Apple can’t ignore antitrust outcry

Cupertino, we have a problem. Apple Inc kicked off its Worldwide Developers Conference — a week-long annual event for the millions of programmers who create the apps that are enjoyed by roughly a billion iPhone users. It’s meant to be a platform for celebrating the tech giant’s developer community, but this year the backdrop is different — and not just because the conference is being held entirely online for the first time. This time around, the festivities arrive just as Apple faces fresh scrutiny about the fairness of its App Store policies. There is a rising chorus of criticism over Apple’s business practices and how the company treats its partners, and the company will have trouble sidestepping the debate.
The issue came to the fore last week, when the European Union said it opened two formal antitrust investigations into Apple. One of the probes is centred around Apple’s requirements on when companies are required to use the App Store’s in-app purchase system, where it charges developers up to a 30% cut for digital content or services sold on its platform. Soon after that news hit, well-known Basecamp developer David Heinemeier Hansson accused Apple of a “shakedown” in rejecting the latest revision of his company’s Hey email app. After an initial approval, Apple later decided the Hey app didn’t deserve an exemption from using its in-app payment system, and thus would
be required to use Apple’s billing service — and be subject to the fees that go with it — or face being kicked out of the app store.
Hansson’s willingness to call out Apple publicly unleashed a tidal wave of similar negative commentary from other developers, who resent what they see as Apple’s arbitrary enforcement and seemingly haphazard rule set in its App Store Review Guidelines. Some complained Apple’s fee structure was way too high, while others wrote about their similar domineering treatment experiences going through Apple’s app approval process. As the anecdotes piled up throughout the week, many journalists and bloggers increasingly took the side of developers. Of course, it didn’t help that Apple had already granted exceptions to larger companies including Netflix Inc and Amazon.com, Inc under special category exemptions and negotiated deals.
And it wasn’t only the developer community that was up in arms. Other larger technology companies and politicians felt compelled to weigh in amid the firestorm.

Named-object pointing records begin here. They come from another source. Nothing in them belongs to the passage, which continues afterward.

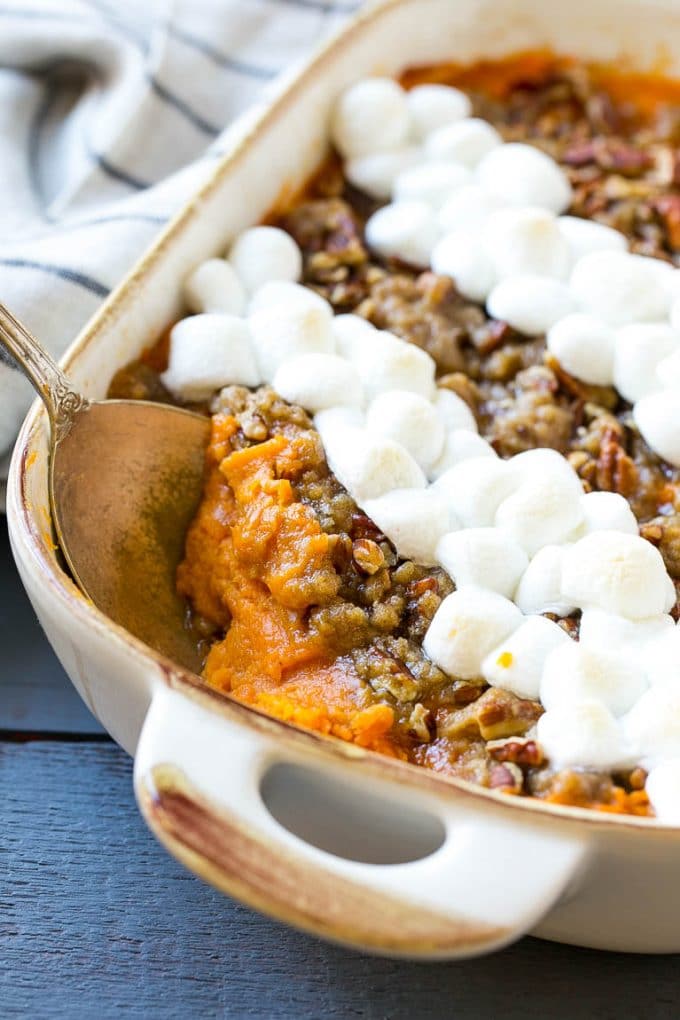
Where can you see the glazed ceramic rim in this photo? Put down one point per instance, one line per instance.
(34, 536)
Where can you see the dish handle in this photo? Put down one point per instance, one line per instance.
(338, 842)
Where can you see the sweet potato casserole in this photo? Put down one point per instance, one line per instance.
(323, 602)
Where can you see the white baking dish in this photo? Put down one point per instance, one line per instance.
(211, 774)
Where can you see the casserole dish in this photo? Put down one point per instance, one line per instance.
(363, 850)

Microsoft President Brad Smith said regulators should review Apple’s App Store practices, saying today’s digital mobile stores now had far “higher walls and far more formidable gates” against competition than when Microsoft’s Windows operating system did two decades ago during the company’s own antitrust battle.
The ability to offer more choice to consumers is the main request by the developers who are criticising Apple’s policies.